But, with the bulldozers ready to roll, most of the mom & pop operations survive, if in new locations.

The windows are boarded up on Sugar House’s Granite Block, slated for construction of an office-condo-retail project. But spray paint announces new locations. About half the block’s stores have found spots in the neighborhood. Others have relocated to downtown Salt Lake City, hoping the urban core can become the new spot for hipsters with a couple of dimes to spend. Luna’s Italian Ice did a brisk summer business at 9th & 9th.

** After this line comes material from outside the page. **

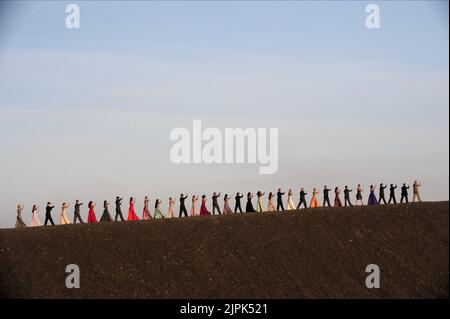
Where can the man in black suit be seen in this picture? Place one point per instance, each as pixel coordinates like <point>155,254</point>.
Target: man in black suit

Bob Evans reopened Sugarhouse Coffee for the last week of October just across 2100 South from his old shop. The inside walls are painted with a mural of Sugar House landmarks. Evans is adding ice cream and smoothies to his menu to appeal to area residents in addition to the young and restless that populated his old store.

“It’ll be more of a community gathering place rather than a hangout,” he says. “The nature of the business is going to change, but it’s still a small coffee shop and neighborhood eating place. There will always be a need for that in a community.”

Staying in business wasn’t easy, says Evans, one of two Sugar House businesses owners who took out a low-interest loan from the city to move. To make rent, Evans is sharing his new location with Lucky Pirate Denim Bar, located upstairs. In addition to the city loan, Sugarhouse Coffee was one of four businesses that took advantage of a matching grant program Salt Lake City’s redevelopment agency offered businesses that agreed to stay in the neighborhood. Grant recipients Pib’s, Living Cuisine and Ten Thousand Villages will remain on Highland Drive in new locations.

The moves leave just one store still doing business on Granite Block: the lingerie and adult novelty store Blue Boutique, the block’s off-color visual trademark since it started up 20 years ago. It’s also staying in Sugar House.

Instead of moving west as the neighborhood goes upscale, Blue Boutique is moving east across 1300 East, the area’s traditional dividing line between naughty and nice. Blue Boutique is building a new store for itself at 1400 East and 2100 South—straight across the street from SugarHouse Park. Construction is going full-steam, and the store’s owners are fighting to stay open in their current location until the new building is completed.

Russ Callister, an employee with Mecham Investments, the company redeveloping the Granite Block, said no date had been set to begin construction. He would not comment on how long Blue Boutique would be allowed to stay as the block’s last tenant.

While some stores are sticking with Sugar House, others have decided it’s time to look for the next cool spot. Several of Granite Block’s funkier shops have headed downtown, including Spark, a clothing store now on State Street, and Free Speech Zone, an outlet for leftist politics now located on 800 East in a house behind a Jiffy Lube. Lee Cano (left) moved his Artopia store to Exchange Place in August.

Cano said it took the three years his store was open on Highland Drive before the street was “bumping,” and his business was catching on with customers of the street’s other small businesses. Now Cano feels like he’s starting over.

“That interplay between customers and business owners doesn’t come easily,” he said. “You find that out when you suddenly pull out of it. I feel like a cat in a new apartment.”

But Cano thinks it’s possible to re-create a new Sugar House-like gathering spot.

Artopia’s new location is across the street from the Heavy Metal Shop, a business that began in Sugar House but moved out years before. Obscura, a one-time Sugar House clothing store, is nearby at 350 S. State. Orion’s Music, under new ownership, has become Positively Fourth St. Music in the basement of the Stoneground building on 400 South.

“This is a cool part of town,” Cano says of the 400 South and State Street neighborhood. “There is a lot happening in the area and there’s bound to be more.”

Meanwhile, Sugarhouse Coffee’s Evans remains hopeful shops like his can succeed even in the shadow of new, big development. “Initially, small businesses will have to survive on the perimeter of that block and cultivate business,” he says.

But Sugar House is still the place to be. “It’s one of the few neighborhoods where we still have that combination of commerce, residential, small business, library, post office,” he says. “We’ve got all the elements of a city neighborhood that make it all work together.”